I'm trying to decompress a block of memory but I don't know it's original uncompressed size, however, I do know the maximum size this original block of memory could ever be.
Is there any way to decompress with LZ4 without knowing the original uncompressed size?
Short-Story-Long: I'm serializing a bunch of variables into a stringstream using a third party library called Cereal. Cereal will serialize your data into a stringstream using a 'portable binary format' which means the endianness is preserved and even converted to that of the host machines during deserialization if needed. The stringstream is then compressed using LZ4 and transmitted to a remote machine for decompression and deserialization.
My issue is that LZ4 will output a memory block of compressed data and an integer specifying the compressed data's size. To decompress you need the compressed size and original size and I'm only sending over the compressed data block to the remote machines.

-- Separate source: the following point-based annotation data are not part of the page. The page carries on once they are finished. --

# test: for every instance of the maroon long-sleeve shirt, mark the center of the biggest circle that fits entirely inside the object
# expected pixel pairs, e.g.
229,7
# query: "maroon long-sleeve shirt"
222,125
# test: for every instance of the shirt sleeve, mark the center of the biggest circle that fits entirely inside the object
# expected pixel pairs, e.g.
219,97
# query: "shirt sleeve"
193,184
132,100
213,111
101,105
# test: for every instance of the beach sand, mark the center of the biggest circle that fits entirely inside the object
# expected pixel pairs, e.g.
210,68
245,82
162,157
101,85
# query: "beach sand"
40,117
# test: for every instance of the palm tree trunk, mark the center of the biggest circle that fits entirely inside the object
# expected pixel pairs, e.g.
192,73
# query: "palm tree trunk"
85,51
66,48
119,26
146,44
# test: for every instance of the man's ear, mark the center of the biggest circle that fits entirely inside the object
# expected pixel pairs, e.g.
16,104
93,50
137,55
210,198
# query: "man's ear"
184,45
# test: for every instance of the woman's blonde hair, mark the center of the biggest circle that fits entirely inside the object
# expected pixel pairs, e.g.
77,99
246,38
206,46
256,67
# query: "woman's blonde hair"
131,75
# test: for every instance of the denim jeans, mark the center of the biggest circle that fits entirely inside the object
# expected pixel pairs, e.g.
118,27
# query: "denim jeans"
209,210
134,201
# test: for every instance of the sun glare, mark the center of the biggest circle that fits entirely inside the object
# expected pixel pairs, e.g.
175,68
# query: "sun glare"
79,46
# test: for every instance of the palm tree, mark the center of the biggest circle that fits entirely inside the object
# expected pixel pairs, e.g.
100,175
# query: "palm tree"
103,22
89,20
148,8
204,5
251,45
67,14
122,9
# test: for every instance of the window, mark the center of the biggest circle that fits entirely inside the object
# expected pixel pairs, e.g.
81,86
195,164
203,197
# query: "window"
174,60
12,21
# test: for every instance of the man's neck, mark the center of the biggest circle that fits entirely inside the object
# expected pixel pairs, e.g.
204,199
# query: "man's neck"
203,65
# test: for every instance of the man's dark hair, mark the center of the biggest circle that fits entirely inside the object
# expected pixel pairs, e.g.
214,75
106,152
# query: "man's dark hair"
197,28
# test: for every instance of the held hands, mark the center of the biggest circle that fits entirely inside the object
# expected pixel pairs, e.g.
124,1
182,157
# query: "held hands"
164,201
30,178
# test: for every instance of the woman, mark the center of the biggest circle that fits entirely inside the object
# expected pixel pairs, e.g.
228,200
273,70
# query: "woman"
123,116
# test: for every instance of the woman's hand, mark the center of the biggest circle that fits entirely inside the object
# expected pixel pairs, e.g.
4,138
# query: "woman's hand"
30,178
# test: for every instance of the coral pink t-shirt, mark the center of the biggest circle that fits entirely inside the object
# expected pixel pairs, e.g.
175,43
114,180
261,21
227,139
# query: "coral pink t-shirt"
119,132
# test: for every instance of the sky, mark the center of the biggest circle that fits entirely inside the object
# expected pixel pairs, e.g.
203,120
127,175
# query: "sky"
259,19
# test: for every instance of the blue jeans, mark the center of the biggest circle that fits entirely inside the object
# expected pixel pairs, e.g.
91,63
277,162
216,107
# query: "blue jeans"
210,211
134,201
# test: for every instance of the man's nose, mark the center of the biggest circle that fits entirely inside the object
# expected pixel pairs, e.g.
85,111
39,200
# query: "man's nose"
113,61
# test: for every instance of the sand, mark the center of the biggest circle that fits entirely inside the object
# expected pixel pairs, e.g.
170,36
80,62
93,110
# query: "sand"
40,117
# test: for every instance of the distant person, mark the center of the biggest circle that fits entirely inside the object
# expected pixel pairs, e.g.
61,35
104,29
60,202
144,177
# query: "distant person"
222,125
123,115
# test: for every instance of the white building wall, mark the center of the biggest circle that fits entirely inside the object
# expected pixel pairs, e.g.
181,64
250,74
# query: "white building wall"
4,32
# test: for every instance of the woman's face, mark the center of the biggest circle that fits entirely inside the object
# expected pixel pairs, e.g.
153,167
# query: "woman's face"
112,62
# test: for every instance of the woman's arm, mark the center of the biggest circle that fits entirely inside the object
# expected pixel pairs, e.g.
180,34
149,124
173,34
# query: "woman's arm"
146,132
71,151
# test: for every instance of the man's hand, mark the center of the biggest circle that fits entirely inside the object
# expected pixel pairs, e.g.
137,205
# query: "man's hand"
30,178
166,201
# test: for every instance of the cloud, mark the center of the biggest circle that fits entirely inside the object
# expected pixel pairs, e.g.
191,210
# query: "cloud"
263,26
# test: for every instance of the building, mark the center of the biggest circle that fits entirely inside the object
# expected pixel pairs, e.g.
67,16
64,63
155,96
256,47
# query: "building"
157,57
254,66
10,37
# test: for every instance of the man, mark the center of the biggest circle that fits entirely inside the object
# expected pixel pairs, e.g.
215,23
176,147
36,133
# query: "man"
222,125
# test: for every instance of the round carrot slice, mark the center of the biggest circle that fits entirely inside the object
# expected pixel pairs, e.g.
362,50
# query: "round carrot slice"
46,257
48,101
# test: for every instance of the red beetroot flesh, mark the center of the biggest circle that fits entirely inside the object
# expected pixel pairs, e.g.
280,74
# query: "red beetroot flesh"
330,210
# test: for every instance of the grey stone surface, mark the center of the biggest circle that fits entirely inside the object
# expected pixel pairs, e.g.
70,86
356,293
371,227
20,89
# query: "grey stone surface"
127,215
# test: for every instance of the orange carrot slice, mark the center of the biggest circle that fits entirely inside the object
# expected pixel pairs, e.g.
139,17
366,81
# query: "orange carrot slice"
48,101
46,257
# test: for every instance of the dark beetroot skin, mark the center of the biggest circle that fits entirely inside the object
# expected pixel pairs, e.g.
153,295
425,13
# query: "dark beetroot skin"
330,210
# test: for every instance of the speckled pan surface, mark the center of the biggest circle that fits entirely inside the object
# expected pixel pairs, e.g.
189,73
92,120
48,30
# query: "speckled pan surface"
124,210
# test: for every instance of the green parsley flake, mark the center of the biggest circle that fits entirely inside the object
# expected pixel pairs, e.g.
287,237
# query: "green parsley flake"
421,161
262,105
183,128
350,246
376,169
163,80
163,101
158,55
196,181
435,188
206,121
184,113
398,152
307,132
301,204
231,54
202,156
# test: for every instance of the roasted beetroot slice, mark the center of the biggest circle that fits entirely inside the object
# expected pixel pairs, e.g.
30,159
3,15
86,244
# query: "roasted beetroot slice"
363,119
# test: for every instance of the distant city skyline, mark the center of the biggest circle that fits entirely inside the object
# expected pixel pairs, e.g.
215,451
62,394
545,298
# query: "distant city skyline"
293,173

SO, is there any way to decompress a block of data with LZ4 without knowing it's original compressed size? Essentially 'start decompression, when you run out of data you're done'
答案 0 :(得分:1)
The function LZ4_decompress_safe
(see https://github.com/Cyan4973/lz4/blob/master/lib/lz4.c#L1288) seems to require only the maximal decompressed size. In this case, you can allocate a buffer large enough for decompression and use it.
So either that, or transfer the original uncompressed size to the remote machines as well.